The emergency physician glanced at the pair. "Thank you."
Warriors and Legend both nodded, watching the doctor follow his peer to ensure he actually worked this out. The two nurses looked at each other next, just for a moment, a silent respect settling between them, before they went back to work.
XXX
Hyrule stared at the dispatch information. "Does... does this say entrapment at the Salvation Army?"
"How...?" Mo started to ask, just as confused. "What...?"
Dot laughed outright. "Oh my gosh, wait - look at the age. That's got to be Beedle."
Hyrule groaned. How in the world had Beedle gotten himself entrapped somewhere around the Salvation Army?

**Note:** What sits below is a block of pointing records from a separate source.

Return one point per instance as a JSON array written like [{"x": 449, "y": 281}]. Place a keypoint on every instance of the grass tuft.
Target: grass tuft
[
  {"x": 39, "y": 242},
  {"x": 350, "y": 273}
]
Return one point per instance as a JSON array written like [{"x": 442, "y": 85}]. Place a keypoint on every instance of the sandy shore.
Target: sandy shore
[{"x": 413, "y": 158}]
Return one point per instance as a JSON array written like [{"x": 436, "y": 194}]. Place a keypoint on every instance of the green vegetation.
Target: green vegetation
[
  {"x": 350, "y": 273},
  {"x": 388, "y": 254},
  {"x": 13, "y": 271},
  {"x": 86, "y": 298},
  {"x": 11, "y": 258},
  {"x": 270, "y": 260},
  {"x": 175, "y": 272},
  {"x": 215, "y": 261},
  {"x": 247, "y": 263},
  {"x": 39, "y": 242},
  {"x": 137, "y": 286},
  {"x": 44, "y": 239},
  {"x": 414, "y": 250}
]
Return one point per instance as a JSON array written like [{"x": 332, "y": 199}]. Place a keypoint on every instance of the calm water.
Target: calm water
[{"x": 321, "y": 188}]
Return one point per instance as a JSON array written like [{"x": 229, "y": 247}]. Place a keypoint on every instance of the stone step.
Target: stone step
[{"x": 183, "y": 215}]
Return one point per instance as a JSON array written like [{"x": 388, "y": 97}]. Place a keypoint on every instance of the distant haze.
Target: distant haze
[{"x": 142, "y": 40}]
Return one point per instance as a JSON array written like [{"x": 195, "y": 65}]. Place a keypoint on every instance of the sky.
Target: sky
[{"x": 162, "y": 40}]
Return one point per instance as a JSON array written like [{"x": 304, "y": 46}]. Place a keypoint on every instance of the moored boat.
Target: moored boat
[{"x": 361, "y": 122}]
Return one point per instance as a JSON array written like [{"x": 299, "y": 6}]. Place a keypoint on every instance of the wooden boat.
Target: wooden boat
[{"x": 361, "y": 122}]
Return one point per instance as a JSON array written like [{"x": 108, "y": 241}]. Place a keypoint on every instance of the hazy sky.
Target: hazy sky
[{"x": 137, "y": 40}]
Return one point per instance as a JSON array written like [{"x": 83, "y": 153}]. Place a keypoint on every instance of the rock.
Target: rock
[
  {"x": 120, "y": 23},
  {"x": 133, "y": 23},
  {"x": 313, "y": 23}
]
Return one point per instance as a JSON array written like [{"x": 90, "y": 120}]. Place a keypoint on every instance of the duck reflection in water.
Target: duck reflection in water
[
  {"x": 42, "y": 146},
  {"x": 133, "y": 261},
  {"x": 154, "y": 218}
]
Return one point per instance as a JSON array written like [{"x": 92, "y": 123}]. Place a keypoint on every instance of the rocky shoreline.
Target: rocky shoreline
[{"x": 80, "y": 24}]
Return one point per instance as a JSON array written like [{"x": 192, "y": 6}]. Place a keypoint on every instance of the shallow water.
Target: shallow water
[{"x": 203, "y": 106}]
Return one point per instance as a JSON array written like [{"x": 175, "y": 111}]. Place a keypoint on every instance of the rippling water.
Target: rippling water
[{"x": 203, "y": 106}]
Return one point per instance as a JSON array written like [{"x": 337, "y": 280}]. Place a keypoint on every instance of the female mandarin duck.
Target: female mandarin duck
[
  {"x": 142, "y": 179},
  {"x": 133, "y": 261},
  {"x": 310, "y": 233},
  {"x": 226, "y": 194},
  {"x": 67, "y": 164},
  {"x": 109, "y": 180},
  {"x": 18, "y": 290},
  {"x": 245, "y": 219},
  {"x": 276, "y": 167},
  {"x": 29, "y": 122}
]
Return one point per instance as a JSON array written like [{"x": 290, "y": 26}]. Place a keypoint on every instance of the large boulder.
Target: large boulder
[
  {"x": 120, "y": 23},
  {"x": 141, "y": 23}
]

The pair quickly found out as they arrived with the fire department. Beedle had situated himself in the donation booth, smiling pleasantly as they arrived.
"Beedle," Hyrule immediately said, hands on his hips. "What in the world are you doing?"
"I saw some shady looking guy walking into the store," Beedle explained. "I wanted to make sure he didn't burn the place down! So I hid in here."
"How are you stuck?" Mo asked.
"I can't get out!" Beedle gestured around himself.
"Well how did you get in?"
Beedle pointed behind him. "There's a door here."
Mo and Hyrule looked at each other. Then the firefighters.
One of their coworkers chewed his lip, half exasperated and half amused. "So uh... did you try the door, then?"
Beedle blinked and turned around, jiggling at the latch a little before the door opened. "Oh! Thank you!"
"Oh my heaven," Mo muttered, face in his hands.
A police officer then approached. "Sir, the store manager is also citing you for trespassing."
Beedle jumped, clearly affronted. "Trespassing? I was protecting them!" With a huff, he added, "That's it! The next time a shady person walks by I'm just going to let them burn the store."
Hyrule had to cough to hide his laugh.